Напротив, Россия, доля сферы услуг в ВВП России превышает 55%, но «допингом» для неё является добывающая промышленность, вносящая в ВВП от 14% до 18%. Эти 14–18% постоянно становятся поводом для рассуждений о «голландской болезни», а также упрёков в том, что этим «допингом» можно было бы распорядиться куда лучше. При этом доля нефтегазового сектора в ВВП Саудовской Аравии колеблется в районе 40–45%, а в Кувейте на нефть и газ приходятся 30% ВВП.
Конечно, российские нефтегазовые 18% — это не 10% США, но США с их гипертрофированной долей услуг в ВВП (около 80%) либералы превозносят до небес и не называют страной-бензоколонкой (США являются первыми в мире по добыче нефти).
В общем, тему с ВПП и относительностью можно считать закрытой. Россия в этом плане является классической полупериферией, что и обеспечивает её устойчивость, в то же время не позволяя претендовать на мировое лидерство. А многие показатели и вовсе предопределены географией и климатом примерно так же, как генетика предопределяет скорость набора живого веса у с/х животных. Радует в этой истории то, что у России большая часть веса приходится на мышцы (реальный сектор экономики), а не жир (виртуальный сектор экономики).
Что действительно нужно измерять
А теперь стоит крупными мазками описать то, что МВФ, ВБ и иные организации в рейтинги включать не любят.

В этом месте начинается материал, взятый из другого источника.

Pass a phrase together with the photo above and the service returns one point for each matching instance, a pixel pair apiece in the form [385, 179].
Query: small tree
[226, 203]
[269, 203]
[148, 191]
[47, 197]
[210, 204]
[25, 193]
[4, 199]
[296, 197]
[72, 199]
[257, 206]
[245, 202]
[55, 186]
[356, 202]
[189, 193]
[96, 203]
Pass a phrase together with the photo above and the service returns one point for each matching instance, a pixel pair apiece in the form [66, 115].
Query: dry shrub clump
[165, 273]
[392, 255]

С 2014 года Россия и её экономика сильно изменились.
Во-первых, власти поняли пределы собственных возможностей и примерно понимают запас прочности России. После 2014 года освоены многие инструменты привлечения инвестиций (налоговые манёвры, специальные инвестиционные контракты, соглашения о защите и поощрении капиталовложений), поддержания спроса (государственные и муниципальные закупки), комплексного развития (национальные проекты и федеральные целевые программы). На рубеже «нулевых» и «десятых» этими инструментами бюрократия либо не обладала, либо не умела пользоваться.
Во-вторых, изменились её элиты. Национализация элит, над которой в 2012 году не смеялся только ленивый, стала реальностью. Удравших из страны и перебежавших на сторону врага депутатов Госдумы можно пересчитать по пальцам, а крупный бизнес давно и успешно приучен властью и осознаёт свою зависимость от государства.
В-третьих, импортозамещение стало реальностью. В 2021 году экспорт продукции российского с/х впервые превысил импорт. Россия полностью обеспечивает свои базовые потребности в продуктах питания и пищевых добавках (без них невозможна работа пищевой промышленности). Россия успешно импортозаместилась в ж/д машиностроении, на финишном этапе импортозамещение в гражданской авиации (мы немногие, кто в состоянии производить собственные гражданские самолёты), а также энергетическом машиностроении (газовые турбины) и производстве вертолётных и авиационных двигателей. Внутренние расчёты в России не зависят от системы SWIFT, а также платёжных сервисов Visa и Mastercard.
И список по третьему пункту можно продолжать долго.
Выводы
Безусловно, многое предстоит сделать, в частности заместить потерянный из-за санкций рынок ЕС, воссоздать деградировавшее гражданское судостроение, создать собственный торговый флот, заменить западные технологии на восточные, использовав их для совершения догоняющей модернизации.
Конечно, многое в очередной раз пойдёт через пень-колоду, но иначе и быть не может (не только в России, но и в других странах такая же беда — в Нидерландах на 1,5 года сорвали срок строительства азотного завода, без которого невозможно закрыть месторождение Гронинген) просто из-за медлительности и неповоротливости государства (системы, в которые встроены миллионы человек, всегда такие).
Поэтому, когда мы вновь видим, что кто-то пытается вам навязать универсальный аршин в виде ВВП, мы помним, что не всё в мире можно измерить 30-сантиметровой линейкой. А в случае с Россией более адекватную картину о происходящем дают не чистые экономисты, а политэкономисты, которым не лень погружаться в глубины отраслей экономики. Дьявол всегда кроется в деталях.